Reading the entire first chapter of Luke, we encounter an abundance of joy.  Mary’s joyful, even in her understandable terror, at the prospect of giving birth to the long awaited Messiah.  Not only is Elizabeth quite happy about her own pregnancy, she is enthralled by the reality of what had happened to Mary.  So too is baby John.  As was said earlier he was literally jumping for joy. 

According to verse fifty-eight, Elizabeth’s friends and neighbors rejoiced when John was born.  Zechariah was positively overwhelmed by the birth of John.  Some folks would be speechless with joy.  Zechariah’s response was quite the opposite.  For the first time in a long time he was finally ably to speak.

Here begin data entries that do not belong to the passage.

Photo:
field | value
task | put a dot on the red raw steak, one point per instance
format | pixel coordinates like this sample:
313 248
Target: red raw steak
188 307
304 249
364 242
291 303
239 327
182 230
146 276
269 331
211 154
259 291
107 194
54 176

All that leads to a question.  How happy are we about the birth of Jesus?  Are we jumping for joy?  Do we consider our Lord’s birth to be the greatest event in human history, the most spectacular thing ever?  When we sing “Joy to the World” do we do so with unbridled exuberance?  Do the words of such carols strike a joyful note in our hearts?  Are we aware of that tumult of joy of which we sing when we join together in the carol “There’s a Song in the Air?”  Do we, as the carol says, rejoice in the light?

Or has it all become sort of ho-hum?  As Christians we believe that a virgin became pregnant by the power of the Holy Spirit and gave birth to Jesus Christ, King of Kings and Lord of Lords.  We accept on faith that Jesus is the long awaited Messiah of Israel and Savior of the world.  We are, after all, his followers – his disciples, his apostles. 

But are we happy disciples?  Do we feel blessed?  Does the name of Jesus bring about a visceral, gut level response in us?  Are we quick to share our joyful sense of blessedness with others?  Do others look at us and read the joy of Jesus on our faces? 

Maybe not.  This world in which we live can suck the joy right out of us.  Whenever it is able to do so – whenever we allow it to do so - our culture of cynical disbelief suppresses faithful, hopeful, or joyful responses to the miraculous.  The real wonder of Christmas has a way of getting lost amid all the glittering secular hullabaloo of buying, wrapping, giving, and receiving things we mostly don’t need and often can’t afford.  The simple, innocent joy at the birth of Jesus is overwhelmed by all the false gaiety of parties, parades, and presents.  Peace and goodwill dissipate in the face of the stress of shopping and the culturally induced guilt of somehow never being able to afford enough.

I’m not asking us to imitate Ebenezer Scrooge or the Grinch who stole Christmas.  Many of the traditional secular aspects of Christmas are enjoyable, even commendable.  They are part of our family and community histories.  Let’s not bah-humbug them!

Let’s do remember what it’s all about.  Let’s slow down and try to recapture the original joy of Christmas.  Let’s get back in touch with its true blessedness.  Let’s look again to God’s Word for the beautiful truth and meaning of Emmanuel.  Let’s open our hearts to the Holy Spirit, allowing him to touch our hearts with joy.  And in doing so, be so moved that something within us literally leaps at the Good News of our Savior’s birth.  Then something will indeed be happening here.  Amen.